I’m learning about string concatenation in JavaScript and how it compares to Java.
In Java, if you write:
final String LET = "a";
final String OOO = "aaaaa";
final String LET_OOO = LET + OOO;
The compiler combines these constant strings at compile time, so NO new string is created at runtime.
Can JavaScript do the same? For example:
const a = "a";
const b = "bbb";
const c = a + b;
I expected that since both are constants, JavaScript might optimize and not create a new string in memory—similar to how Java combines final strings at compile time.
Does JavaScript (like V8) concatenate these without creating a new string in memory? Or does it always create a new string?
(V8 developer here.)
Short answer: yes, V8 can optimize this.
Long answer: it depends. JavaScript as a language makes no promises one way or the other; this is an example of an "invisible" optimization that engines are free to implement or not. V8 supports constant folding for strings in its parser and in its optimizing compiler. Unsurprisingly, its interpreter and baseline compiler don't perform optimizations, including constant folding.
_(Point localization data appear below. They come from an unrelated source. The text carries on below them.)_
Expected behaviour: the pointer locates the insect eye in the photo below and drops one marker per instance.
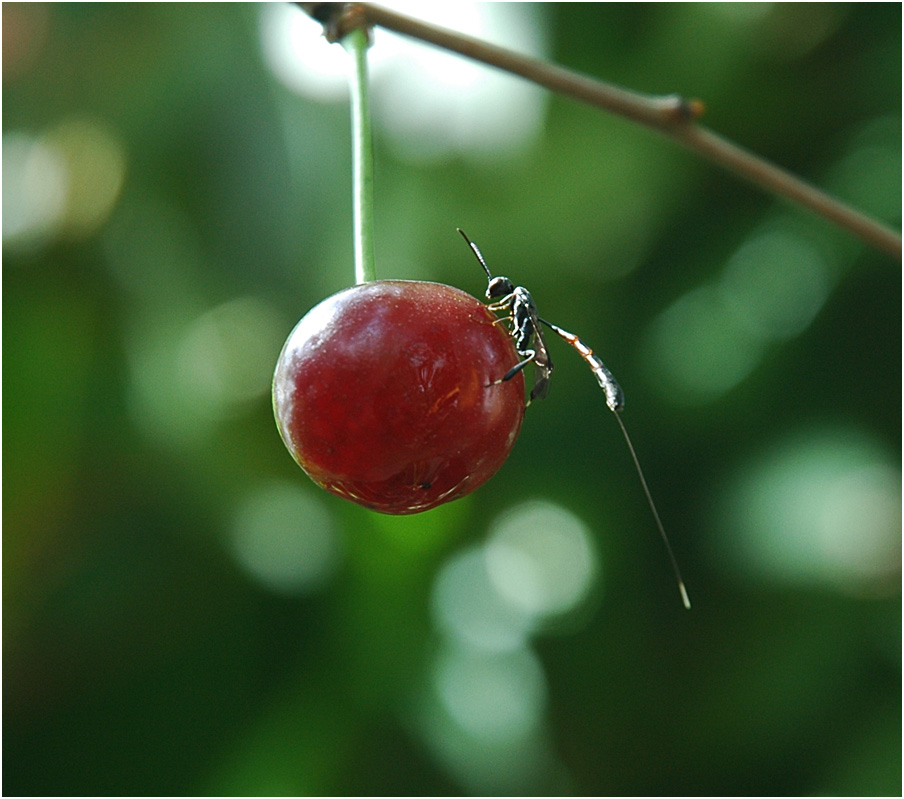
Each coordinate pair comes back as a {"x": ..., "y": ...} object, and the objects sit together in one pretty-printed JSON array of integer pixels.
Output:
[{"x": 499, "y": 287}]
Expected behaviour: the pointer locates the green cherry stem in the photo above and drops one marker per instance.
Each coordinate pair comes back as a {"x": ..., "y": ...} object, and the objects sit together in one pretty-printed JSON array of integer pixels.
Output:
[{"x": 356, "y": 43}]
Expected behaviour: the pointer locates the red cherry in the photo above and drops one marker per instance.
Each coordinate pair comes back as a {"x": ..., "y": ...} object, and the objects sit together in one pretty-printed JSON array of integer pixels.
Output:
[{"x": 384, "y": 394}]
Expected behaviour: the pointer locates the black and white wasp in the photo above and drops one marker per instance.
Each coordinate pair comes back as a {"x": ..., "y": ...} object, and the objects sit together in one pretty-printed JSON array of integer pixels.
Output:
[{"x": 526, "y": 328}]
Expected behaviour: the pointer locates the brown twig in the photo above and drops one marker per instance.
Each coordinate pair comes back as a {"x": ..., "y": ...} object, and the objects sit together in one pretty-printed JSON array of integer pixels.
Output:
[{"x": 671, "y": 115}]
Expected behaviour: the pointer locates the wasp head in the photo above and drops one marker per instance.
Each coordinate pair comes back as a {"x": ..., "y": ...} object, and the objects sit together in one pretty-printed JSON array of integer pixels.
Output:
[{"x": 499, "y": 287}]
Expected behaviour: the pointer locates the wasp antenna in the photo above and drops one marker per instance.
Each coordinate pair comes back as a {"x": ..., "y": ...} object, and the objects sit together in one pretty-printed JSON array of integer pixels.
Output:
[
  {"x": 476, "y": 252},
  {"x": 665, "y": 539}
]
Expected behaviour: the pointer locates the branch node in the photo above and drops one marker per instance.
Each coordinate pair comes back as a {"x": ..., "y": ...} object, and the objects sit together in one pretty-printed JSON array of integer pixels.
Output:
[{"x": 338, "y": 19}]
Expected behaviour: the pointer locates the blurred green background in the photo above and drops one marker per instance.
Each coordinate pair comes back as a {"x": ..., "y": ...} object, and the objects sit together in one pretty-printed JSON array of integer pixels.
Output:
[{"x": 185, "y": 613}]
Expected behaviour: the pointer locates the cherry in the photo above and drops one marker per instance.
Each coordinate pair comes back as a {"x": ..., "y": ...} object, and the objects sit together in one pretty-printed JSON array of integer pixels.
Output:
[{"x": 384, "y": 394}]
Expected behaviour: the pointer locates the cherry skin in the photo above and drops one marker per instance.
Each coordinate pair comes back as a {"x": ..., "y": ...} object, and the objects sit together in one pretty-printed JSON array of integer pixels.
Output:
[{"x": 384, "y": 394}]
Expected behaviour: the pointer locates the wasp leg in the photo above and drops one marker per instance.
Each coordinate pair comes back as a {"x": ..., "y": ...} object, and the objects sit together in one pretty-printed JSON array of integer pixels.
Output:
[{"x": 516, "y": 368}]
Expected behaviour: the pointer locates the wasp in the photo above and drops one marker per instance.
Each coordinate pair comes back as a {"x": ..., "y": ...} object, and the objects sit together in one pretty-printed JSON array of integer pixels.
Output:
[{"x": 526, "y": 327}]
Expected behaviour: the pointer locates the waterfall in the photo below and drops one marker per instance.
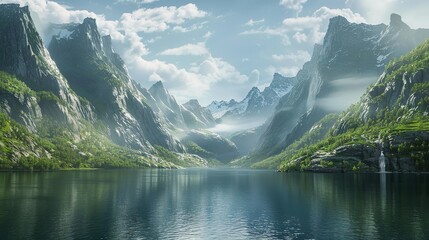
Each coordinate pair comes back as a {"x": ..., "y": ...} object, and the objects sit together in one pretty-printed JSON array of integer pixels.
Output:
[{"x": 382, "y": 162}]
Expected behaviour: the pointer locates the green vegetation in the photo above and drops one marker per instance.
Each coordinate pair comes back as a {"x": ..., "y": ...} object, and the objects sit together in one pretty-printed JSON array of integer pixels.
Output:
[
  {"x": 44, "y": 96},
  {"x": 319, "y": 132},
  {"x": 385, "y": 121},
  {"x": 9, "y": 83}
]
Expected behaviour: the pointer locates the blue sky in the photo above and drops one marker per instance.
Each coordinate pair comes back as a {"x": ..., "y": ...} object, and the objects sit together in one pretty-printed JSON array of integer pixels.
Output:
[{"x": 218, "y": 50}]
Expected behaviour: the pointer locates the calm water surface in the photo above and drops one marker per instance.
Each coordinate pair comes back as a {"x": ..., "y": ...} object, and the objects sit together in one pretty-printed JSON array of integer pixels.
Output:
[{"x": 212, "y": 204}]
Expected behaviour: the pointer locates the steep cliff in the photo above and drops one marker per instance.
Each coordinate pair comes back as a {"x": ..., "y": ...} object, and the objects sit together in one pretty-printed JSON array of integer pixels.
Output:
[
  {"x": 98, "y": 74},
  {"x": 23, "y": 55},
  {"x": 390, "y": 123}
]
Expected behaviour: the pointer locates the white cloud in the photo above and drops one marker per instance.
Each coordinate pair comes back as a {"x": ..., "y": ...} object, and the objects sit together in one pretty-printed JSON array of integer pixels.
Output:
[
  {"x": 295, "y": 5},
  {"x": 198, "y": 49},
  {"x": 298, "y": 56},
  {"x": 193, "y": 27},
  {"x": 252, "y": 22},
  {"x": 204, "y": 80},
  {"x": 159, "y": 19},
  {"x": 285, "y": 71}
]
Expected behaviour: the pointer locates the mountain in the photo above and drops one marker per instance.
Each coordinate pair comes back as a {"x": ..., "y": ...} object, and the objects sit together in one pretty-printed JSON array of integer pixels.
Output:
[
  {"x": 349, "y": 60},
  {"x": 97, "y": 73},
  {"x": 388, "y": 129},
  {"x": 196, "y": 116},
  {"x": 187, "y": 116},
  {"x": 44, "y": 123},
  {"x": 256, "y": 103},
  {"x": 212, "y": 145},
  {"x": 44, "y": 92}
]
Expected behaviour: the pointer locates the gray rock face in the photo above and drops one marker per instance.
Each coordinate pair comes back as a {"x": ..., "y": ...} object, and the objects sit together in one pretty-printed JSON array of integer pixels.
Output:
[
  {"x": 351, "y": 57},
  {"x": 203, "y": 117},
  {"x": 166, "y": 105},
  {"x": 256, "y": 103},
  {"x": 223, "y": 149},
  {"x": 187, "y": 116},
  {"x": 23, "y": 54},
  {"x": 98, "y": 74}
]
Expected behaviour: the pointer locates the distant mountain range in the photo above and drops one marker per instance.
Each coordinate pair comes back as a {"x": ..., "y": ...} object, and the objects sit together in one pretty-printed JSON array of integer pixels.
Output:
[
  {"x": 82, "y": 89},
  {"x": 256, "y": 103}
]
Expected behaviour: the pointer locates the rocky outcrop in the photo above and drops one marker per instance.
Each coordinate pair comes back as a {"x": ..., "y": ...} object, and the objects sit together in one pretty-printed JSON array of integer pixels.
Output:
[
  {"x": 98, "y": 74},
  {"x": 23, "y": 54},
  {"x": 350, "y": 54}
]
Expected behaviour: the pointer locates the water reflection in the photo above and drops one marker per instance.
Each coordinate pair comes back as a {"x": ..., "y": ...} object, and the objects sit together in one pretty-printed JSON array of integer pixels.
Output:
[{"x": 212, "y": 203}]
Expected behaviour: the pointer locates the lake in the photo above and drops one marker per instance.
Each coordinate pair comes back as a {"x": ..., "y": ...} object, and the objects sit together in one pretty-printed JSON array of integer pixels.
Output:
[{"x": 212, "y": 204}]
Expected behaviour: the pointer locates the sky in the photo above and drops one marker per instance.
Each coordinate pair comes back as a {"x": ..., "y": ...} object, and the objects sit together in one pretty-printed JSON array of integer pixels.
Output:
[{"x": 217, "y": 50}]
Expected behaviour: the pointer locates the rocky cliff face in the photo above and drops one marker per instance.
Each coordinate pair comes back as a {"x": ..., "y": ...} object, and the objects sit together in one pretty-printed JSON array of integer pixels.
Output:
[
  {"x": 221, "y": 148},
  {"x": 351, "y": 57},
  {"x": 389, "y": 123},
  {"x": 98, "y": 74},
  {"x": 179, "y": 117},
  {"x": 256, "y": 103},
  {"x": 196, "y": 116},
  {"x": 23, "y": 54}
]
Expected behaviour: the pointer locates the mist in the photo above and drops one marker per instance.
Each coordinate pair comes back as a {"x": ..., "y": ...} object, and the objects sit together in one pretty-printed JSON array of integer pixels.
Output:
[
  {"x": 344, "y": 92},
  {"x": 228, "y": 127}
]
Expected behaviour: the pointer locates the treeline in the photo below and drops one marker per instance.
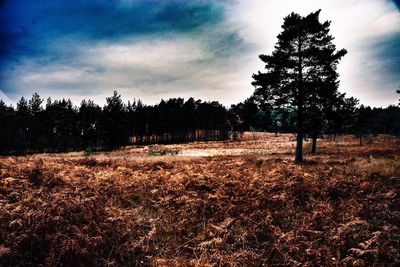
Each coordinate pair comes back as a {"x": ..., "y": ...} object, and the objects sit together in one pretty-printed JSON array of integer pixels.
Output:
[
  {"x": 58, "y": 126},
  {"x": 344, "y": 116}
]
Let's illustrate: consider the functions
function f1() { console.log("a" + "b"); }
function f2() { console.log("ab"); }
function f3() {
let a = "a"; // "let" or "const" or "var" makes no difference in this case.
let b = "b";
console.log(a + b);
}
Functions f1
and f2
will generate the same bytecode, because the parser constant-folds "a" + "b"
. Since the parser has limited context, it can only do that for string literals immediately following each other; it cannot inspect variables etc.
Function f3
will perform an actual string concatenation every time it runs in an unoptimized tier. Once it gets optimized, it'll generate the same optimized code as f1
and f2
, because the optimizing compiler does have the smarts (and is allowed to take the time) to analyze what's happening in the function and perform applicable optimizations.